The Claimant held 40% of the company’s shares before her husband’s death when she inherited a further 40%. Their sons held the remaining shares. The Claimant also drew a salary as a Director as well as received dividends.
It was contended that the Claimant was ‘financially dependent’ on her late husband and that this should be calculated based on the income they would have received but for his passing. In the alternative, the claim should be quantified based on the husband’s service to the business as Managing Director and the cost of employing his replacement.
The Defendant denied this aspect of the claim on the basis that the company had been more profitable since the husband died and that the Claimant’s shareholding had increased. For wont of a better turn of phrase, she was ‘better off’ with him dead. The financial dependency was based on their shareholdings in the business which she had then inherited. Further, the Claimant’s income from the business should be treated as her own and not as a result of her financial dependency on her husband.
Judgment
There was “…no dispute that [the Claimant] was her husband’s dependant”.
Further, it was his “skill, energy, hard work and business flair” that caused the business to be a success. Mr Justice Cavanagh held, applying case law, that “…the health of the business after the deceased’s death [was] irrelevant.”
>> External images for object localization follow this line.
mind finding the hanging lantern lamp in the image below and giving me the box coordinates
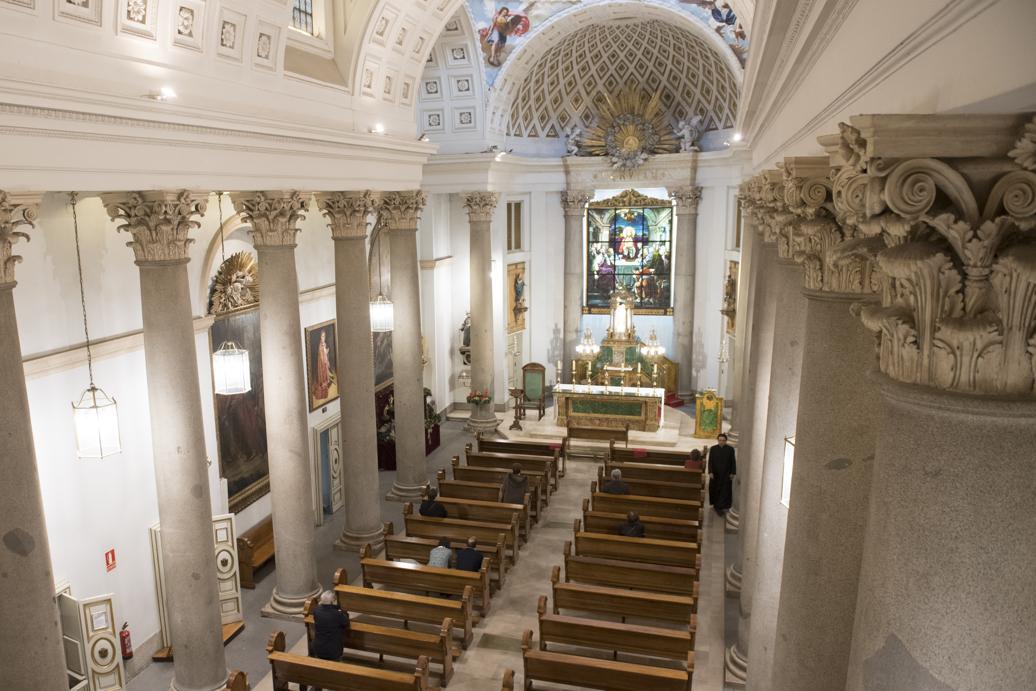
[211,191,253,395]
[369,222,394,332]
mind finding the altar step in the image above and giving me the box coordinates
[665,392,686,408]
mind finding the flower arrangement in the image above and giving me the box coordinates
[377,388,442,443]
[466,389,492,406]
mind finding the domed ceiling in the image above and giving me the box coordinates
[505,19,740,140]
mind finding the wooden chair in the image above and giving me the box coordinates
[520,362,547,420]
[237,515,274,589]
[267,630,431,690]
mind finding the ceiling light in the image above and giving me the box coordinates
[370,123,386,135]
[418,133,430,142]
[732,132,743,142]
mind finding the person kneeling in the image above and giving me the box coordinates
[303,590,351,691]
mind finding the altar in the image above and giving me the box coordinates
[555,383,666,432]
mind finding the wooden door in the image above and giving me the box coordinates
[212,513,243,625]
[78,594,125,691]
[58,592,89,691]
[327,423,344,514]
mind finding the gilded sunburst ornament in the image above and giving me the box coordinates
[209,251,259,315]
[580,89,680,171]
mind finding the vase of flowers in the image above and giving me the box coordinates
[466,389,493,407]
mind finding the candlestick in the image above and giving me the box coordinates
[571,359,577,385]
[556,360,562,386]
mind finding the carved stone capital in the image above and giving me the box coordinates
[1008,115,1036,171]
[669,186,702,214]
[0,191,40,287]
[462,191,499,224]
[561,190,591,216]
[232,191,308,249]
[316,191,378,240]
[103,190,207,265]
[379,190,427,232]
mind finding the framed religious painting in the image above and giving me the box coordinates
[305,319,339,411]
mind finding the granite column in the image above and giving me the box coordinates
[561,191,590,382]
[463,191,500,432]
[670,186,702,396]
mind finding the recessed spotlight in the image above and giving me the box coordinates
[418,133,430,142]
[732,132,743,143]
[370,123,386,135]
[146,86,177,101]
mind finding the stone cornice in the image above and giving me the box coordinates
[232,191,309,249]
[462,191,499,224]
[316,191,378,240]
[0,191,40,287]
[102,190,207,265]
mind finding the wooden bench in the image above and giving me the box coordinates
[382,528,508,589]
[564,423,629,459]
[361,554,492,615]
[465,446,559,492]
[302,597,454,686]
[237,515,274,589]
[501,668,515,690]
[449,458,549,510]
[604,461,703,486]
[581,500,700,543]
[401,506,519,566]
[332,568,475,649]
[536,596,695,660]
[551,567,696,625]
[433,475,541,525]
[562,540,699,599]
[521,630,692,691]
[570,529,699,570]
[225,670,248,691]
[476,434,566,477]
[610,443,705,467]
[597,467,703,502]
[267,630,431,691]
[590,491,703,523]
[423,492,530,543]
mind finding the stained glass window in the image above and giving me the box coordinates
[292,0,315,35]
[585,190,674,312]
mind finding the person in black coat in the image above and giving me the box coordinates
[602,468,630,494]
[618,511,645,538]
[455,536,485,572]
[419,487,448,518]
[309,590,350,660]
[708,433,737,516]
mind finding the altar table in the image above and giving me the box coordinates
[554,384,665,433]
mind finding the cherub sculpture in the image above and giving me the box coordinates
[675,115,704,152]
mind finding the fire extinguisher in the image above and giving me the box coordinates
[120,622,133,661]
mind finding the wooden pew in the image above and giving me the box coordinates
[536,596,695,659]
[610,443,705,467]
[501,668,515,690]
[423,493,530,543]
[581,500,700,543]
[449,458,548,510]
[604,461,703,486]
[225,670,248,691]
[564,424,629,459]
[237,515,274,589]
[383,528,508,589]
[302,597,454,686]
[360,552,492,615]
[465,445,559,492]
[267,630,431,690]
[433,475,540,526]
[590,490,703,523]
[551,567,696,624]
[332,569,474,649]
[597,467,703,502]
[521,630,692,691]
[476,434,566,478]
[401,504,520,565]
[570,528,699,570]
[562,540,698,599]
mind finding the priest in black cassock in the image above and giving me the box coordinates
[707,433,737,516]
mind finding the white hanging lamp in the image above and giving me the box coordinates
[211,191,252,395]
[640,328,666,358]
[369,225,394,332]
[69,192,122,459]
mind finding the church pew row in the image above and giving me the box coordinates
[604,460,703,486]
[581,500,700,543]
[536,596,695,661]
[550,567,696,624]
[267,631,431,691]
[382,528,508,589]
[400,505,520,565]
[332,568,474,649]
[360,552,492,615]
[570,524,701,569]
[420,491,530,543]
[609,443,706,467]
[590,489,703,523]
[562,540,699,600]
[596,467,704,502]
[302,596,455,686]
[225,670,248,691]
[449,458,549,509]
[433,476,541,525]
[521,630,692,691]
[476,433,566,478]
[464,445,559,493]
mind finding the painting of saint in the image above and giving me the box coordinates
[306,320,339,411]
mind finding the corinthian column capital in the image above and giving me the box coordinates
[462,191,499,223]
[669,186,702,214]
[561,190,591,216]
[232,191,309,248]
[103,190,207,265]
[316,191,378,240]
[0,191,40,287]
[379,190,427,232]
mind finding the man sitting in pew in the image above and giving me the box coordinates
[602,468,630,495]
[428,537,453,568]
[501,464,529,504]
[618,511,646,538]
[302,590,351,691]
[420,488,449,518]
[455,536,485,573]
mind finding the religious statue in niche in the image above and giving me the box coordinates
[508,262,528,333]
[458,313,472,366]
[580,89,680,171]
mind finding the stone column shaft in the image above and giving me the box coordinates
[383,191,428,500]
[561,191,590,382]
[105,191,227,691]
[317,192,384,551]
[0,193,68,691]
[463,192,500,431]
[671,187,702,395]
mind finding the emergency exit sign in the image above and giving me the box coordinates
[105,549,116,572]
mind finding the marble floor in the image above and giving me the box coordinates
[127,413,730,690]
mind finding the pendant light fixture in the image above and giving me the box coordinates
[211,191,252,395]
[69,193,122,459]
[369,223,394,332]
Turning to the quantification of her claim, the Court identified three key principles:
- There is no prescriptive rule about how the value of the financial dependency should be quantified
- Distinguish between income from capital and income from labour
- ‘Dependency’ fixed at date of death
Applied to this instant case, it was held that the Claimant’s loss should be calculated by reference to her share of the annual income she and her husband would have taken from the business had he lived.